+1
And I agree all the boot loaders should have the serial option. It cuts
both ways: in some cases people _will_ want to compile it out, so I
think it should be #ifdef’d, but there are many valid use-cases. It
doesn’t seem too hard to accommodate both.
Sterling
On 8 Jun 2016, at 11:41, Kevin Townsend wrote:
Why not both? I don't see Mynewt having massive appeal to the larger
Maker community since the community is very focused on Arduino for a
number of valid reasons, but it will appeal to a certain type of
person in that extremely diverse community. It's the right tool for
some jobs and not for others. It won't replace Arduino and I don't
think that is anyone's goal.
Coming from the maker community myself, I appreciate the production
focus on Mynewt which isn't present in Arduino. Many of the design
decisions that went into the platform are clearly based on real world
experience shipping and maintaining devices, such as version control
and unit tests and simulation. I don't think your average Arduino user
is the target here (feel free to correct me, and I'm only thinking out
loud expressing my own perceptions), but more for the 0.1-1% of people
who want to move up to something they can maintain and produce or
sell.
I'm approaching Mynewt primarily as a potential user and product
designer attracted by a fully open source BLE stack, but I'm also
interested to see if some of the more adventurous or curious customers
take the bait and dig into it themselves. Mynewt allows me to design
products that are fully open, which gives people in the maker
community options they might not have with proprietary code from the
various silicon vendors.
I'm trying to make a case for Serial for both sides of the equation,
though.

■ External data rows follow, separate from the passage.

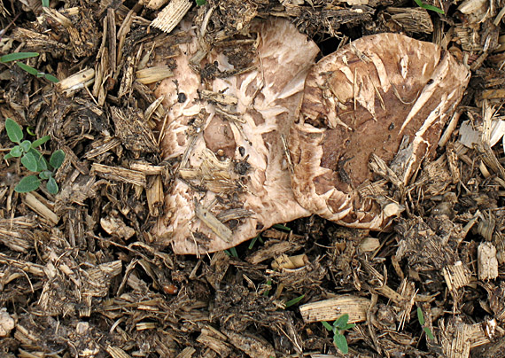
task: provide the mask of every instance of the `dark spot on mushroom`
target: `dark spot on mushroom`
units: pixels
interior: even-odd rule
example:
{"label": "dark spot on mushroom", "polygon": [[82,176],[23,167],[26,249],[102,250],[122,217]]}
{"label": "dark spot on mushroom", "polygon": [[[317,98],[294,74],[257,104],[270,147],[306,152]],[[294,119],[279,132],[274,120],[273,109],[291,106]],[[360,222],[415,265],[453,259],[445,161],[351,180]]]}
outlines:
{"label": "dark spot on mushroom", "polygon": [[181,92],[177,95],[177,102],[184,103],[184,102],[186,102],[186,99],[187,99],[187,97],[186,97],[186,95],[184,93]]}
{"label": "dark spot on mushroom", "polygon": [[220,157],[233,158],[237,143],[228,121],[214,116],[204,130],[206,147]]}
{"label": "dark spot on mushroom", "polygon": [[241,175],[245,175],[250,167],[251,164],[249,164],[245,160],[235,163],[235,171]]}

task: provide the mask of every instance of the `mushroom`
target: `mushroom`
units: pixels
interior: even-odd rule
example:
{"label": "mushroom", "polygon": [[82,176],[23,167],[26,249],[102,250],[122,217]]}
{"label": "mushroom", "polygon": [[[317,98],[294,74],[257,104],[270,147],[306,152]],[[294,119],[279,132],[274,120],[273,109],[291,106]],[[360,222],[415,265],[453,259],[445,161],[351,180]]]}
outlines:
{"label": "mushroom", "polygon": [[370,156],[390,162],[399,152],[391,167],[407,184],[433,155],[469,80],[447,51],[397,34],[362,37],[321,59],[291,129],[299,203],[346,226],[384,229],[398,211],[360,193],[373,181]]}
{"label": "mushroom", "polygon": [[[182,28],[193,41],[179,45],[174,77],[156,90],[170,108],[162,155],[179,162],[158,242],[179,254],[220,251],[309,215],[294,198],[283,137],[297,117],[315,43],[285,19],[255,21],[252,69],[202,84],[190,63],[196,36],[189,25]],[[221,74],[234,70],[215,50],[206,63]]]}
{"label": "mushroom", "polygon": [[248,71],[233,74],[213,50],[205,68],[221,74],[202,79],[190,63],[195,34],[180,27],[193,41],[178,45],[175,77],[156,90],[169,108],[162,155],[177,165],[154,229],[178,254],[227,249],[311,214],[384,228],[391,210],[359,191],[372,179],[369,157],[390,161],[408,139],[396,166],[407,183],[469,80],[435,44],[394,34],[357,40],[314,66],[317,46],[281,19],[252,22]]}

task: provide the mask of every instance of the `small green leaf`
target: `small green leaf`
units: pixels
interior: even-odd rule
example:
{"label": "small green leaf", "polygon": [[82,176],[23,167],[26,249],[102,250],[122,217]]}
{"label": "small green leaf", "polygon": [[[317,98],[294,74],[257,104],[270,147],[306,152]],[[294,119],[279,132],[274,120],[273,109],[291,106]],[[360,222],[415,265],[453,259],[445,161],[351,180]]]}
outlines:
{"label": "small green leaf", "polygon": [[433,333],[431,333],[431,330],[430,330],[428,327],[424,327],[423,329],[424,331],[424,333],[426,333],[426,336],[428,336],[428,338],[431,340],[435,339],[435,337],[433,337]]}
{"label": "small green leaf", "polygon": [[337,347],[342,352],[342,354],[346,354],[349,353],[349,346],[347,346],[347,339],[343,334],[336,334],[333,337],[333,341]]}
{"label": "small green leaf", "polygon": [[50,136],[44,136],[42,138],[39,138],[39,139],[34,141],[34,143],[32,143],[32,148],[40,147],[42,144],[43,144],[44,143],[46,143],[50,139]]}
{"label": "small green leaf", "polygon": [[33,74],[34,76],[36,76],[39,74],[39,71],[35,69],[31,66],[26,65],[22,62],[16,62],[16,65],[18,65],[19,67],[21,67],[21,69],[27,71],[28,74]]}
{"label": "small green leaf", "polygon": [[420,307],[417,307],[417,321],[419,321],[419,324],[424,325],[424,315]]}
{"label": "small green leaf", "polygon": [[[61,149],[60,149],[61,151]],[[63,151],[61,151],[63,152]],[[52,157],[51,157],[52,159]],[[63,159],[65,159],[65,153],[63,153]],[[61,163],[63,163],[63,160],[61,160]],[[59,163],[59,165],[61,165],[61,163]],[[59,167],[59,166],[58,166]],[[231,256],[233,257],[238,257],[238,253],[237,253],[237,249],[235,247],[230,247],[229,248],[229,253],[231,254]]]}
{"label": "small green leaf", "polygon": [[333,327],[331,327],[331,324],[330,324],[328,322],[326,321],[321,321],[321,323],[322,323],[322,325],[324,326],[324,328],[326,328],[328,331],[333,331]]}
{"label": "small green leaf", "polygon": [[[58,151],[53,152],[52,155],[50,156],[49,160],[49,164],[50,164],[50,166],[55,169],[58,169],[63,164],[63,160],[65,160],[65,152],[63,152],[61,149],[58,149]],[[232,248],[235,249],[235,247]],[[229,250],[231,251],[231,249]],[[237,250],[235,250],[235,254],[237,254]]]}
{"label": "small green leaf", "polygon": [[37,159],[32,152],[27,152],[21,158],[21,164],[30,172],[37,172]]}
{"label": "small green leaf", "polygon": [[351,328],[354,328],[356,327],[356,325],[354,323],[347,323],[346,324],[346,328],[344,328],[344,331],[347,331],[350,330]]}
{"label": "small green leaf", "polygon": [[39,178],[42,180],[48,180],[52,176],[52,172],[50,170],[44,170],[39,173]]}
{"label": "small green leaf", "polygon": [[347,321],[349,321],[349,315],[342,315],[337,321],[335,321],[333,326],[337,327],[338,330],[345,330],[347,325]]}
{"label": "small green leaf", "polygon": [[52,74],[44,74],[43,78],[45,78],[47,81],[50,81],[53,83],[59,82],[59,80],[55,76],[53,76]]}
{"label": "small green leaf", "polygon": [[5,130],[7,131],[7,136],[9,136],[11,142],[17,144],[21,143],[21,139],[23,139],[23,128],[19,127],[18,123],[7,118],[5,120]]}
{"label": "small green leaf", "polygon": [[58,184],[56,183],[56,180],[54,180],[52,176],[49,178],[45,187],[47,188],[47,191],[50,192],[52,195],[58,194]]}
{"label": "small green leaf", "polygon": [[19,59],[25,59],[29,58],[36,58],[39,54],[37,52],[16,52],[9,53],[0,57],[0,62],[6,63],[11,61],[17,61]]}
{"label": "small green leaf", "polygon": [[442,15],[446,13],[444,12],[443,10],[439,9],[437,6],[429,5],[428,4],[423,3],[421,0],[414,0],[414,1],[416,2],[416,4],[417,4],[417,6],[423,9],[431,10],[432,12],[441,13]]}
{"label": "small green leaf", "polygon": [[[266,284],[267,286],[272,288],[272,280],[268,280],[265,284]],[[270,293],[270,290],[266,290],[266,291],[263,292],[263,296],[267,297],[267,296],[268,296],[268,293]]]}
{"label": "small green leaf", "polygon": [[302,300],[304,297],[305,297],[305,294],[302,294],[301,296],[299,296],[296,299],[290,300],[289,301],[286,302],[286,308],[291,307],[291,306],[296,305],[300,300]]}
{"label": "small green leaf", "polygon": [[14,188],[17,192],[28,192],[36,191],[41,185],[41,181],[35,175],[25,176],[23,179],[18,183],[18,185]]}
{"label": "small green leaf", "polygon": [[21,155],[23,155],[23,150],[21,149],[21,147],[19,145],[16,145],[15,147],[11,149],[11,152],[9,152],[9,154],[11,154],[14,158],[19,158]]}
{"label": "small green leaf", "polygon": [[32,142],[26,140],[26,141],[22,141],[21,144],[19,144],[19,146],[21,147],[21,149],[23,150],[24,152],[28,152],[28,151],[30,150],[30,147],[32,146]]}

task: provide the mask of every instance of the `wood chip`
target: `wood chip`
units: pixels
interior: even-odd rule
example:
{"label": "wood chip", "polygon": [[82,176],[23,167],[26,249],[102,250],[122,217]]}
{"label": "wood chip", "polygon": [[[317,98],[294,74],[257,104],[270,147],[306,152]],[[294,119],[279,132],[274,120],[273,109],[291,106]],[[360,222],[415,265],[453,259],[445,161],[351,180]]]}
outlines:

I can integrate USB CDC from free (with an MCU that has a USB
PHY on board such as the SAMD21) to under $1 with a dedicated
USB/Serial converter (which would be necessary with the nRF5x chips
with no on chip USB). Free to under $1 de-bricking and flashing is
very compelling for a significant reliability boost, even on cost
sensitive devices, and worth the extra 2-3KB flash. I see this solving
real world production issues since you are less likely to have bricked
devices. A nice side effect, though, is that the cheap to manufacture
HW also becomes more maker friendly just in case people do want to
poke at it themselves! It seems win win to me, and can solves problems
for both camps.
On 08/06/16 20:17, David Moshal wrote:
Thanks Wayne, that's very interesting, I think it helps explain the
disconnect here.
I understood David Simmons to be suggesting that Makers (like me) are
the target end-users,
i.e: that MyNewt would be an alternative to, say, Arduino (and why
not).
However, in your use-case, you are the end-user of MyNext, and Makers
are your end-users, no?
i.e: a layer lower in the stack. So, in that case MyNewt would be
positioned as an alternative to an RTOS (or no RTOS) for embedded C
programmers building devices for Makers.
So, if I may, I'd suggest that we step back and ask Sterling who
exactly he envisages as the end user of this project:
Makers, or embedded C developers building devices for Makers?